Solución para calentadores en techos altos, sin problemas
Seamos honestos: instalar calentadores en espacios con techos muy altos suele ser un verdadero problema desde el punto de vista del mantenimiento. Cuando el elemento calefactor se daña a una altura de 10 metros, no basta con reemplazar esa pieza. Hay que buscar un elevador especial, bloquear una zona de producción y perder todo un día de trabajo. Es una situación realmente complicada. Por eso, diseñamos nuestros módulos infrarrojos para evitar que esto ocurra.
El enfoque “conectar y usar”
La mayoría de los calentadores industriales están conectados de forma fija o integrados en un chasis que hay que desmontar para poder repararlos. Nosotros tomamos un enfoque diferente. Utilizamos un sistema modular: si un tubo se daña después de cinco años de uso intensivo, no es necesario volver a conectar todo el sistema. Basta con sacar el módulo dañado e insertar uno nuevo. De ese modo, lo que antes requería un cierre total del sistema se convierte en un simple cambio rápido. Así de simple.
Las limitaciones
Obtener calor desde un techo alto hasta el suelo requiere mucha potencia. Utilizamos elementos de onda corta de alta potencia para lograrlo; de lo contrario, el calor desaparece antes de llegar al suelo. Pero hay un problema: esa intensidad puede dañar el cuarzo y los conectores. Para solucionarlo, utilizamos terminales reforzados, así no hay riesgo de averías al cambiar las piezas.

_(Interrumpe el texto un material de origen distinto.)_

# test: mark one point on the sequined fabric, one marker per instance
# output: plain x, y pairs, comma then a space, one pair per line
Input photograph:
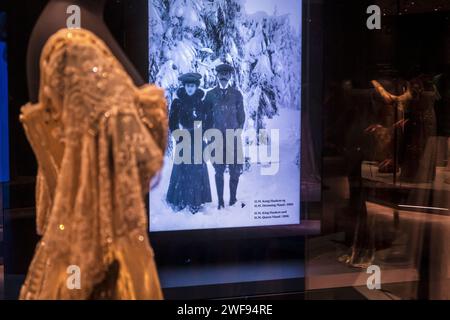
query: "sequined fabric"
98, 140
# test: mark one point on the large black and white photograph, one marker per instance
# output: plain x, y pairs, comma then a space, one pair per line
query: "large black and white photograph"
231, 70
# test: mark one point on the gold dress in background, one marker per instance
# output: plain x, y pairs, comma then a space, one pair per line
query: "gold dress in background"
98, 140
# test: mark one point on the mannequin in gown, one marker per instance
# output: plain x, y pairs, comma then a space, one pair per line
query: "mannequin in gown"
98, 140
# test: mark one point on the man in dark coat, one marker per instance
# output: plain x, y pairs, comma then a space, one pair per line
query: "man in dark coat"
225, 108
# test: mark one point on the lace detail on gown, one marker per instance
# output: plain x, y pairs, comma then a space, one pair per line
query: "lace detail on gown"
98, 140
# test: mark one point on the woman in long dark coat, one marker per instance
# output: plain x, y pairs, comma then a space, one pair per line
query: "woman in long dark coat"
189, 182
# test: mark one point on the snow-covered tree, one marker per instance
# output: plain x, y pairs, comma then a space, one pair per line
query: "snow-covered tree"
197, 35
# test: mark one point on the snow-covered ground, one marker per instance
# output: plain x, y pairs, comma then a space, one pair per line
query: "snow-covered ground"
285, 185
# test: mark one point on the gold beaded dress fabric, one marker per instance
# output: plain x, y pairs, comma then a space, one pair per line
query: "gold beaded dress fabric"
98, 140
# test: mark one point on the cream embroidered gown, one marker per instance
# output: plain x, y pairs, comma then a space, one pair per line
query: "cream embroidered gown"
98, 140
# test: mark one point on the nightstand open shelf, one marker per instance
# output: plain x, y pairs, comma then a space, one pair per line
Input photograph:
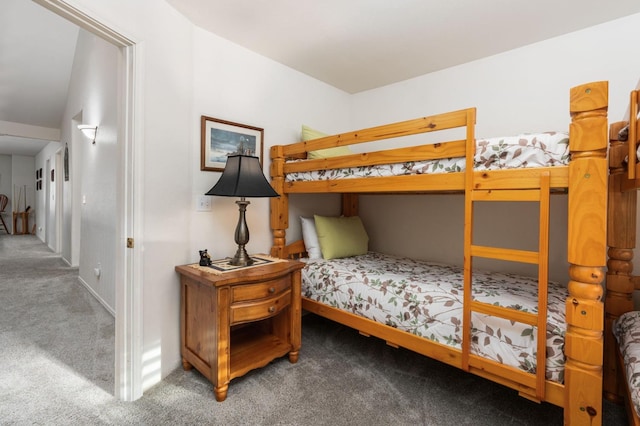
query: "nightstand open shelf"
252, 348
237, 321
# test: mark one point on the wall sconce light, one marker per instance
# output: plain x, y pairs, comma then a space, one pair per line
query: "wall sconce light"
89, 131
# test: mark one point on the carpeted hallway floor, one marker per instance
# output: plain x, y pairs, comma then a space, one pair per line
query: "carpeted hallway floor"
56, 352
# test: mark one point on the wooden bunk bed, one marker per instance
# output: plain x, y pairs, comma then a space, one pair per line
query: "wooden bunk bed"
585, 179
624, 181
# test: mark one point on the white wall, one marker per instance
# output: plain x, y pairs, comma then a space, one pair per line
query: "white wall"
23, 176
234, 84
523, 90
92, 99
44, 199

Y sí, tener un sistema modular significa más puntos de conexión que un solo cable soldado. Pero resolvimos eso utilizando conectores industriales de tipo “bloqueable”. Estos permanecen en su lugar, incluso si la instalación está sometida a muchas vibraciones.
Diseñado para durar
Después de cinco años, estos elementos han soportado miles de ciclos de calentamiento y enfriamiento. El cuarzo se vuelve frágil… Es algo inevitable. Al mantener los elementos en sus propios módulos, reemplazar un tubo dañado no afecta a los cables ni al chasis principal. Se obtiene así una separación clara entre la fuente de alimentación y el emisor de calor. Esto permite mantener un tamaño reducido del sistema. Lo más importante: mantiene las luces encendidas y a las personas en calor.